Answers vary from student to student depending on personal consumption. "Sustainable" is used loosely here. It is hard to know if having a transportation footprint of 3 hectares is especially nonsustainable relative to a food footprint of 2.5 hectares. However, the global average per-capita allotment of 1.5 hectares of biologically productive land serves as a fairly unambiguous benchmark against which students can evaluate their footprint categories. Generally, for this question, I direct students to discuss parts of their footprint that are unusually large relative to other factors. For example, students in the past have commented that they traveled a lot to interviews over the month and that they could not sustain that level of travel if they hoped to reduce or minimize their footprint.
What specific actions could you take to reduce your footprint? If you were to take actions to reduce your footprint, in what ways would your lifestyle be fundamentally different? How realistic/achievable are these reductions?

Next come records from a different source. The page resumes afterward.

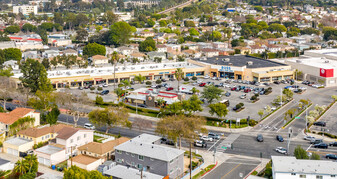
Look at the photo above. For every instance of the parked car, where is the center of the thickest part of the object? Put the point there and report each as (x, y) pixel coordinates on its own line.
(206, 138)
(308, 137)
(320, 123)
(281, 150)
(104, 92)
(316, 141)
(331, 156)
(142, 105)
(169, 89)
(334, 144)
(213, 135)
(200, 143)
(279, 138)
(202, 84)
(321, 145)
(259, 138)
(89, 126)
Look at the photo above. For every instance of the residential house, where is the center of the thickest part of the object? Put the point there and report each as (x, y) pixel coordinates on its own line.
(42, 134)
(104, 150)
(17, 145)
(99, 60)
(72, 138)
(51, 154)
(6, 119)
(208, 52)
(290, 167)
(143, 153)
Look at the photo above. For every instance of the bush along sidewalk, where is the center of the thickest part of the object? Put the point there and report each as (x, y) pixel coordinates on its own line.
(285, 125)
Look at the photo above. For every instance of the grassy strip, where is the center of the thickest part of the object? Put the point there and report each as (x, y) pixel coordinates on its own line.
(202, 172)
(285, 125)
(273, 111)
(323, 113)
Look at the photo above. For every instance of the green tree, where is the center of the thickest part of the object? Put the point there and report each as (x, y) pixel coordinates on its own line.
(300, 153)
(110, 117)
(120, 33)
(12, 54)
(147, 45)
(211, 93)
(94, 49)
(12, 29)
(34, 76)
(218, 109)
(179, 75)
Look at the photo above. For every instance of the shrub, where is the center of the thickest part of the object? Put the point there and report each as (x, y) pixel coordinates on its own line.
(148, 83)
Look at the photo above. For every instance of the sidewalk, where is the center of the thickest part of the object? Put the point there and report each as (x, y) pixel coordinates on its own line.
(42, 168)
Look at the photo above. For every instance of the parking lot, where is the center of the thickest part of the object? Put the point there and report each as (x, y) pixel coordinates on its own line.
(251, 109)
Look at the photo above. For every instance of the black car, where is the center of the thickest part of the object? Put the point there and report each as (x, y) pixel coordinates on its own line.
(331, 156)
(321, 145)
(105, 92)
(259, 138)
(279, 138)
(333, 144)
(142, 105)
(320, 123)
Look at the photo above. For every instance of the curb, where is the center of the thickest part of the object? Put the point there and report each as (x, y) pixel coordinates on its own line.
(210, 169)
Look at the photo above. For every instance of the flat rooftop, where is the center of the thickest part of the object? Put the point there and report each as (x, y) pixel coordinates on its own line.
(49, 149)
(285, 164)
(18, 141)
(315, 62)
(108, 70)
(240, 61)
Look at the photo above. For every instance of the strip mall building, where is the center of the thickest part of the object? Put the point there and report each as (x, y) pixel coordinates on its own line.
(228, 67)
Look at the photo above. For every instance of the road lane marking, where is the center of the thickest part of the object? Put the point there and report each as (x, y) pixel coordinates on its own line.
(231, 170)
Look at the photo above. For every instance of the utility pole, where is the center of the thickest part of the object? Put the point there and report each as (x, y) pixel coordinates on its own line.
(289, 136)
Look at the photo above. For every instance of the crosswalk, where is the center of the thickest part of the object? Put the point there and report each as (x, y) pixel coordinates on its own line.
(223, 145)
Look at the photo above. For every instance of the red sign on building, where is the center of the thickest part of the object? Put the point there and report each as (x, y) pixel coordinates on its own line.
(326, 72)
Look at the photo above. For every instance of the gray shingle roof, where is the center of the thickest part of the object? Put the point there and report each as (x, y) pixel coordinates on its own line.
(240, 61)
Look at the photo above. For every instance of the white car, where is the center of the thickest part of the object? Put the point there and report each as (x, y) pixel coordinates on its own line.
(309, 138)
(206, 138)
(89, 126)
(281, 150)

For the first question, students are usually pretty specific about lifestyle changes they could make that would lower their footprint size. In the past, many have commented that they know they eat too much meat and that they will try to eat several vegetarian meals per week. Others suggest that they will start walking or biking across campus instead of driving. Others have affirmed their committment to recycling. I hope that the second and third questions get students thinking about the kinds of steps it would take to adapt their current lifestyles to a situation as dramatic as Biosphere 2. This is a really concrete way to get students thinking about the strict meaning of sustainability.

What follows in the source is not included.